Burrow entrance attrition rate in wedge-tailed shearwater Puffinus pacificus colonies on Rottnest Island, Western Australia

Bancroft, W.J., Roberts, J.D. and Garkaklis, M.J. (2005) Burrow entrance attrition rate in wedge-tailed shearwater Puffinus pacificus colonies on Rottnest Island, Western Australia. Marine Ornithology, 33 (1). pp. 23-26.

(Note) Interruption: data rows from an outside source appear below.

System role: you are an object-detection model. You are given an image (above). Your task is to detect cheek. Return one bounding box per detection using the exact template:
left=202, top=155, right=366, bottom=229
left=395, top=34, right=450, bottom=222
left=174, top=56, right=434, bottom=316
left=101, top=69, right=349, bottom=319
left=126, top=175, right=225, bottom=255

Free to read: http://marineornithology.org/PDF/33_1/33_1_23-26.p...
*No subscription required

Abstract

Shearwaters (Puffinus spp.) appear to select burrow-nest sites to minimise the risk of burrow collapse and are known to clear and re-excavate damaged burrows, yet empirical evidence on the incidence of burrow collapse is lacking. We provide preliminary data on rates of burrow entrance collapse in a colony of Wedge-tailed Shearwaters (P. pacificus) on Rottnest Island, Western Australia. Entrances to 67.8% of burrows that were active during the laying phase of the 2002/03 breeding season had collapsed by the beginning of the next season. The attrition rate was linear over time, and collapsed portions had a mean length of 17.9 ± 2.7 cm (standard error). Burrow entrances overlain with shallow-rooted, annual plants (89.7% collapse rate) were more than twice as likely to collapse as those located beneath deeper-rooting, perennial shrubs (40.9% collapse rate). Three quarters of collapsed entrances were re-excavated the following season, and at least 11.5 t ha -1 yr -1 (8.5 m 3 ha -1 yr -1) of soil was displaced through this process. Of marker posts that were placed at the entrances of burrows in 1992 (n = 264), 22% were found in 2003. Of the posts that were found, 19% remained associated with a burrow entrance. We consider that most entrance collapses in this study reflect abandonment of burrows by the birds. Our data predict that, if a current increase in shallow-rooted vegetation in colony areas continues, the rate of entrance collapse and colony erosion will increase. Although we did not attempt to quantify the effect that burrow entrance collapse has on the reproductive biology of the shearwaters, we hope that our work will catalyse future investigation in this field.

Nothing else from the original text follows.